All the restaurants I've listed above are fine enough for most anyone. The French Laundry is exceptional ... but has the potential to bankrupt one should he become addicted. 

I will be back in the Bay Area after Easter (I live there much of the year) ... to meet friends from Hawaii for a dining trip to Napa (ten restaurants in five days!). I'll be glad to report back again after that.


----------



## kabert (Feb 6, 2004)

Mustards, Terra and Tra Vigne, all already mentioned, are great. For wineries, if you want great wine, check out Pride Mountain Vineyards on top of Spring Mountain. Call ahead though.


----------



## whomewhat (Nov 11, 2006)

The French Laundry is, probably, the best restaurant on earth. That said, it is almost impossible to get a reservation since you must make it in advance exactly to the day. I will try and explain and my experience is three years old. Then, I am not sure about now, you were required to make your reservation exactly 1 year in advance of that date you want to go there, on one website only. So, if you want to dine there on August 12, 2007, you would have needed to make the reservation on August 12, 2006! That was five years ago. Maybe it is better now, but I cannot imagine that being true. It takes about 4 hours to complete dinner, as they bring you course after course, each consisting of about 2-4 bites, depending on what is being served. They change the menu daily and you eat what they are serving, at least that is how it used to be. It is something that you do just once to have the experience or to celebrate something REALLY special since the price, per person, is overwhelming. They have their own garden of fresh herbs and vegetables. The supplier of their meat, poultry, fish, etc., is something like a state-held secret and is of the absolute highest quality. 
As to dining in the Napa Valley in general, you cannot go wrong.
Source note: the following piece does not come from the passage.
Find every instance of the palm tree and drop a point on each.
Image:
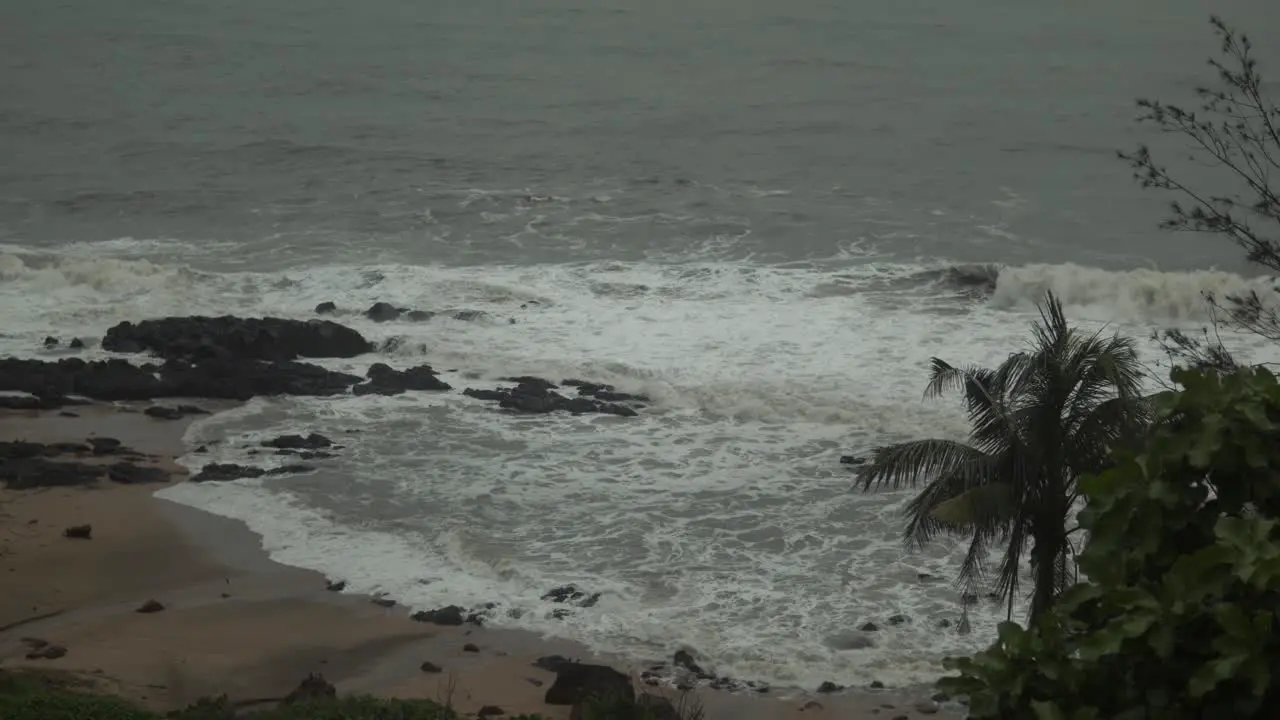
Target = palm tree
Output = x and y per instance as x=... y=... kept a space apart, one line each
x=1043 y=418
Most chefs who graduate from the prestigious San Francisco Culinary Academy end up in Napa Valley perfecting their style and dishes. You can go to just about anyplace in the area and find small little restaurants with incredible menus and chefs. I agree with a previous comment that some of the other, less known, cities in the area are best. Calistoga comes to mind. I arrived late one night and found a small bar/grill open. Aside from the menu, the chef himself greeted me and offered me ANYTHING I wanted, whether on the menu or not, and he was serious and this is commonplace. The food was incredible! They are also known for the natural hot springs/spas which can be a unique experience as well. Then there is the hot air balloon ride over the entire Napa Valley where wine and cheese is served. One last thing: everyone talks about the great wine they have in Napa Valley, but they have equally great cheeses and you can sample those along with the wines.

To your friend that is getting married there, no more beautiful location to get married, okay, maybe Carmel would have better/different scenery, but Napa Valley is one of the places to get married in Northern California, without a doubt.


----------